Sayın ÇETİN ile söyleşiden bazı notları ve kareleri, okuyucularımızın istifadesi için aşağıda sunuyor, Sayın ÇETİN’e davetimizi kabul ettiği için teşekkürlerimizi iletiyoruz.
SÖYLEŞİDEN BAZI NOTLAR:
– 1915 yılında yaşanan önemli hadiseler, öncesi ve sonrasıyla bir bütünün parçalarıdır ve birlikte ele alınarak değerlendirilmelidir. Çanakkale Savaşı, Ermeni Tehciri, Sarıkamış Harekatı gibi meseleler, tarihte olup bitmiş olaylar değildir. Günümüzü anlamaya ve anlamlandırmaya ışık tutacak, dersler ve ibretler alınması gereken milli bir birikimdir.
– 1071 yılında Müslüman Türk ordusunun Bizans karşısında kazandığı zaferin hemen akabinde (üzerinde 25 yıl geçmeden) Haçlı seferleri başlamıştır. Birleşik Haçlı saldırıları, yüzyıllar boyu devam etmiş ve Tanzimatın ilanından sonra bu ittifakın adı Düvel-i Muazzama olmuştur.
– Düvel-i Muazzama, “şark meselesi” adı altında “hasta adam” olarak niteledikleri Osmanlıyı paylaşma hedefine dönük bir strateji geliştirmiştir.
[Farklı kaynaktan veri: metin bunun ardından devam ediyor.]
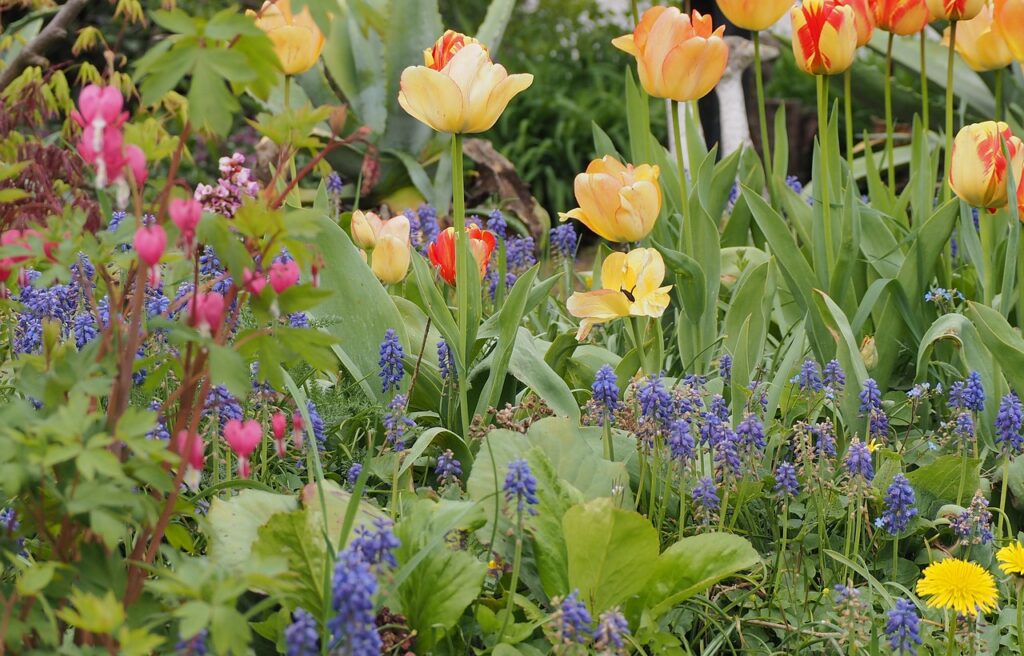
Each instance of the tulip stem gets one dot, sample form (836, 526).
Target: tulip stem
(889, 117)
(925, 106)
(686, 234)
(946, 189)
(823, 192)
(762, 110)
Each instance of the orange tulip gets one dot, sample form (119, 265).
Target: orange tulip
(460, 89)
(619, 203)
(1009, 20)
(981, 43)
(678, 56)
(297, 40)
(441, 251)
(863, 18)
(824, 37)
(980, 170)
(901, 16)
(754, 14)
(954, 9)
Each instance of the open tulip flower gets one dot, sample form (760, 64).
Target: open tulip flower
(980, 42)
(679, 56)
(954, 9)
(297, 40)
(824, 37)
(631, 287)
(754, 14)
(617, 202)
(1009, 20)
(460, 89)
(441, 251)
(980, 170)
(901, 16)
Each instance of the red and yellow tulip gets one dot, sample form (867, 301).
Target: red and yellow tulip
(460, 89)
(441, 251)
(679, 56)
(631, 286)
(297, 40)
(981, 43)
(1009, 20)
(901, 16)
(754, 14)
(954, 9)
(980, 171)
(824, 36)
(621, 203)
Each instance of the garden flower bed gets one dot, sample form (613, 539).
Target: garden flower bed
(274, 381)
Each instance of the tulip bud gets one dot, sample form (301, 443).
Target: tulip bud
(150, 243)
(284, 275)
(366, 227)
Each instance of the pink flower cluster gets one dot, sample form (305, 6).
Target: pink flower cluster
(101, 144)
(236, 183)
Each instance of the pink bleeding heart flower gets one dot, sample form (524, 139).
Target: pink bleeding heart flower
(243, 437)
(185, 213)
(279, 424)
(253, 281)
(208, 311)
(284, 275)
(99, 104)
(195, 457)
(135, 161)
(150, 243)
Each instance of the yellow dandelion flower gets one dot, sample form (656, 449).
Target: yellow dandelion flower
(1012, 559)
(964, 586)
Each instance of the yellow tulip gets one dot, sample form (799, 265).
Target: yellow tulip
(981, 43)
(366, 227)
(631, 287)
(391, 255)
(754, 14)
(954, 9)
(824, 37)
(678, 56)
(297, 40)
(460, 89)
(980, 171)
(617, 202)
(1009, 20)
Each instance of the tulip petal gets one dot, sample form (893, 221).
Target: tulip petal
(433, 98)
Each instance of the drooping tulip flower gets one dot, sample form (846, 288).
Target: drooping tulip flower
(284, 275)
(297, 40)
(185, 213)
(279, 425)
(824, 37)
(863, 18)
(619, 202)
(980, 42)
(366, 227)
(150, 243)
(391, 256)
(902, 17)
(980, 171)
(1009, 20)
(954, 9)
(441, 251)
(754, 14)
(460, 89)
(207, 311)
(679, 56)
(243, 437)
(195, 458)
(631, 287)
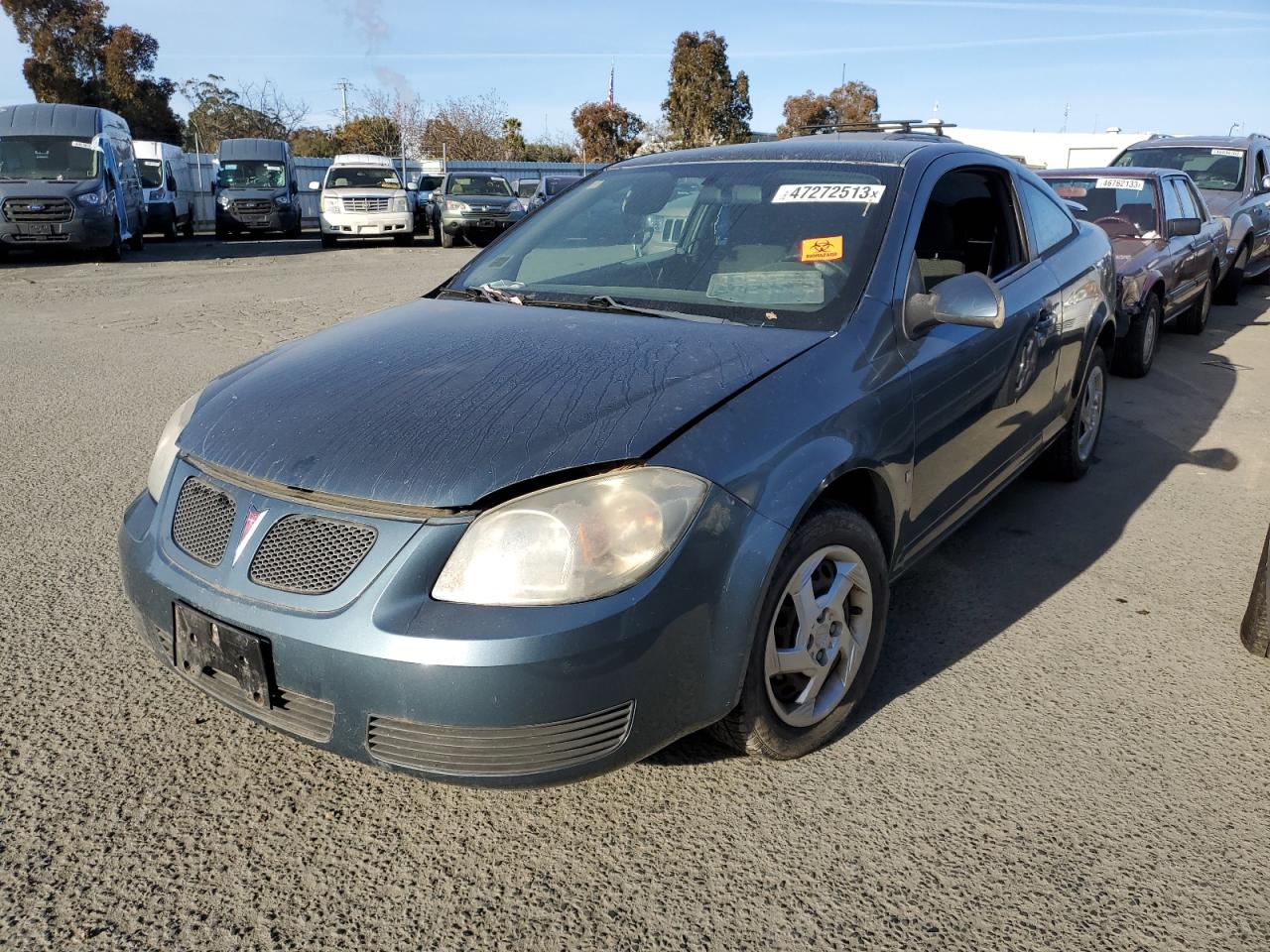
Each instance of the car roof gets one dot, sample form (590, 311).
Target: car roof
(885, 148)
(1125, 172)
(1202, 141)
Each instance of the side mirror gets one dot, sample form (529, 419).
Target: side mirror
(969, 299)
(1184, 227)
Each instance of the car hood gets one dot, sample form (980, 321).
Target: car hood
(443, 403)
(1133, 255)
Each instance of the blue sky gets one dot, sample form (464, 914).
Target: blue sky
(1171, 66)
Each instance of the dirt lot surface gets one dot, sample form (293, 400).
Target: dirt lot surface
(1066, 747)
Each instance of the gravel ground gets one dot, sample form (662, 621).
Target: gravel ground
(1065, 747)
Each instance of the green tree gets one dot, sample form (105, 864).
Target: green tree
(255, 111)
(706, 104)
(851, 102)
(76, 58)
(376, 135)
(608, 134)
(314, 143)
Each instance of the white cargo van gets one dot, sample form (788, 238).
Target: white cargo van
(168, 185)
(362, 197)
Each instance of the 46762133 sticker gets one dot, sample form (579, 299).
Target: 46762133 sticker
(855, 191)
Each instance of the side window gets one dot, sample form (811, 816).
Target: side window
(1051, 223)
(969, 225)
(1184, 198)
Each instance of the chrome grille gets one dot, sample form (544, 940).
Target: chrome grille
(309, 553)
(373, 203)
(493, 752)
(37, 209)
(252, 206)
(202, 521)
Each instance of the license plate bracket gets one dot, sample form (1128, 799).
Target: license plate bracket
(211, 649)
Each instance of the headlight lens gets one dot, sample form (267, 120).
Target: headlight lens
(574, 542)
(166, 453)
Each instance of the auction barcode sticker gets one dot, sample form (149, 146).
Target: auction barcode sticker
(1132, 184)
(867, 194)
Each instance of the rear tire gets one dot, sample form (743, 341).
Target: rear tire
(1072, 453)
(1135, 350)
(1228, 291)
(1196, 317)
(820, 635)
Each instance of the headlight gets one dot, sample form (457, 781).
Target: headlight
(1130, 290)
(572, 542)
(166, 453)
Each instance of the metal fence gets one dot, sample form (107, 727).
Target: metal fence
(202, 169)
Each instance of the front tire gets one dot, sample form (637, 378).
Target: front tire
(1135, 352)
(820, 635)
(1072, 453)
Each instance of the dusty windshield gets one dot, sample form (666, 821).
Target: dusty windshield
(250, 173)
(348, 177)
(1123, 207)
(767, 244)
(1218, 169)
(55, 158)
(477, 185)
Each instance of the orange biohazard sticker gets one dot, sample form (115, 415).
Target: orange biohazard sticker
(826, 249)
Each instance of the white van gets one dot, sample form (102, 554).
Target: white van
(362, 197)
(168, 185)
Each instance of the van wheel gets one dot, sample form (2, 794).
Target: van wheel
(1197, 316)
(820, 635)
(1137, 349)
(1072, 453)
(1228, 291)
(114, 250)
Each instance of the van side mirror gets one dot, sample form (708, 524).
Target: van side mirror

Bu strateji politik ve askeri planda uygulanmıştır.
– Balkan kavimleri tahrik edilerek Osmanlı’dan ayrıştırılmış, Trablusgarp savaşından sonra da bu ayrışma, hızlanarak devam etmiştir.
– Art arda gelen yenilgiler, Emperyalist Haçlı Batı ittifakınca fırsat olarak görülmüş, Bosna’da bir prensin öldürülmesi bahane edilerek 1914’te “1. Dünya Paylaşım Savaşı” başlatılmıştır. Bu savaş, dünya savaşı değil, emperyalist Haçlı Batı ittifakının İslam dünyasını paylaşma savaşıdır. Haçlı ittifakının Osmanlı topraklarının çoğunda emelleri vardı.
– Osmanlı, istese de kaçamayacağı bir savaşa girmiştir. İngiltere-Fransa safında savaşa girmek istese de, aynı cephede yer alan Rusya buna müsaade etmemiştir. Bunun üzerine Almanya safında savaşa girmeye mecbur kalınmıştır.
-Almanya siyasi birliğini geç sağladığı için sömürgecilik yarışında geç kalmıştır. Aralarındaki anlaşmazlıklar ve rekabet savaşı getirmiştir.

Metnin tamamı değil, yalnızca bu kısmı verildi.